Sie hatte nach Svens Tod, damit begonnen, bewusster zu leben. Das Lachen eines Kindes, eine Blume, ein Vogel, ein Wolkenbild am Himmel, die Natur, alles Leben hatte für sie an Bedeutung gewonnen. Obwohl als Malerin schon immer mit wachem Blick allem zugewandt, sah sie ihre Umgebung auf eine neue Weise. Sie fühlte sich mit allem verschwistert in der Vergänglichkeit, wollte den Augenblick der Schönheit des Lebens erkennen, erfühlen, festhalten, in Farbe auf die Leinwand bannen oder im Gedicht erklingen lassen. Poesie war ihr Schlüssel zum täglichen Paradies.Und dazu gehörte auch, dass sie dieses alte Haus und seine Geschichte bewahren musste. Gegen die Vergänglichkeit und das Vergessen angehen durch Malen und Schreiben. Sich nicht damit abfinden, dass der Tod das persönliche Leben und der Bagger dieses alte Haus wegräumte. Natürlich galt es auch, immer wieder dem neuen Leben Platz zu machen .Der Kreislauf des Lebens war ihr vertraut. Sie wusste, dass ihre Gene in ihren Kindern weiterlebten.

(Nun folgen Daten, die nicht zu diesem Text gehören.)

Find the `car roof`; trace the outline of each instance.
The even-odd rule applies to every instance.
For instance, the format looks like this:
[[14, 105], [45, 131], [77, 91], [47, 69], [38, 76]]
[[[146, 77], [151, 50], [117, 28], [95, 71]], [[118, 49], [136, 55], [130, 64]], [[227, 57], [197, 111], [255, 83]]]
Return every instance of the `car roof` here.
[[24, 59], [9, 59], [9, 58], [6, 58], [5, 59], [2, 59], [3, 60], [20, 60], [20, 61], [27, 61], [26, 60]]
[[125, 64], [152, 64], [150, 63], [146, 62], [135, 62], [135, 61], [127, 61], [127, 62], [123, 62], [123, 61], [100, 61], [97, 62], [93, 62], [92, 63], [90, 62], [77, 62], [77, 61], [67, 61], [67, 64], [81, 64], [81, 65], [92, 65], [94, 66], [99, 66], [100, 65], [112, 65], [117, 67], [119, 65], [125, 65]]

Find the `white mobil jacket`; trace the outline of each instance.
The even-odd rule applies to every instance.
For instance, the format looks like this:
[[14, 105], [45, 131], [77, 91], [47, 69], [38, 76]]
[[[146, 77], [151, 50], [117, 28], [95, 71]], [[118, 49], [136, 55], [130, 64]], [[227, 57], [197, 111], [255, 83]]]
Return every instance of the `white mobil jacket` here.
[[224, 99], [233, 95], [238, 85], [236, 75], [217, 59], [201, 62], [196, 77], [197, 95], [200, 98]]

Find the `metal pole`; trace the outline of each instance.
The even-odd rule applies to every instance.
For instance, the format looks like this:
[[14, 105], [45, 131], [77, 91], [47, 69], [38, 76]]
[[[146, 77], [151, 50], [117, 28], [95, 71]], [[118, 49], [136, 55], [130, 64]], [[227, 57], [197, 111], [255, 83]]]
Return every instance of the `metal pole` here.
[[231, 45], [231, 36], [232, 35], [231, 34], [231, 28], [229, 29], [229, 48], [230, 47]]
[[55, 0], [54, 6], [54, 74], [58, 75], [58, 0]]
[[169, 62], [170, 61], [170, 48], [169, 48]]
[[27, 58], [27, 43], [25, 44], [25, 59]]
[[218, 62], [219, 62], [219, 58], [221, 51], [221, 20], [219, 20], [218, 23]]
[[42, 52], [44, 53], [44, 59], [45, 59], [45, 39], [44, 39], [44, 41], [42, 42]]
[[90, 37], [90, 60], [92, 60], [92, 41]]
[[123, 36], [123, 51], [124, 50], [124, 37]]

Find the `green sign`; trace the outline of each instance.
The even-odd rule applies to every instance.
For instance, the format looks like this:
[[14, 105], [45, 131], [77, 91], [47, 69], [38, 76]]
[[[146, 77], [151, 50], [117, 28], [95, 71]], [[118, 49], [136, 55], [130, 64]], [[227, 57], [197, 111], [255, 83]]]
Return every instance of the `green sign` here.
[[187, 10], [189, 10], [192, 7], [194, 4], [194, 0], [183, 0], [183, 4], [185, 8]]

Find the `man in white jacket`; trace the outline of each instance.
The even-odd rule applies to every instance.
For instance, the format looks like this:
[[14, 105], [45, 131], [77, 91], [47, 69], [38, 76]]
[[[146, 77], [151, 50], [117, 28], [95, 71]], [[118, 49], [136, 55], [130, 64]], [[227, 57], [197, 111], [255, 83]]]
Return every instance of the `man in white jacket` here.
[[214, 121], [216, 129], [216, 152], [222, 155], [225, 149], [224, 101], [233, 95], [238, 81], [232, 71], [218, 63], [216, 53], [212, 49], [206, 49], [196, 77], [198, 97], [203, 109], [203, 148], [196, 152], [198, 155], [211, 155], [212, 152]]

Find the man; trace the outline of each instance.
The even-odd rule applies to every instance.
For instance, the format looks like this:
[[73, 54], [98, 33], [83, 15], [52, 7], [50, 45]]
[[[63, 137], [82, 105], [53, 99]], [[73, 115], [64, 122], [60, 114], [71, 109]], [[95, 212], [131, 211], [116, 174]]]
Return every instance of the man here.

Aber sie wollte, dass auch das Unteilbare, Eigenständige, Persönliche noch Raum hatte, Seele, Geist, wie auch immer man es nennen mochte. Hier in diesem Haus lebte ihre Tante weiter. Der Apfelbaum ,die Kräuterschnecke, alle Pflanzen des Gartens erinnerten an ihr Wirken.
Sie würde nun alles hegen, ihr eigenes Leben damit verknüpfen, in Bildern und Gedichten bewahren als einen Schatz ihres persönlichen Lebens.Und wer weiß, vielleicht würde ihn ja eines Tages eines der Enkelkinder heben und bergen.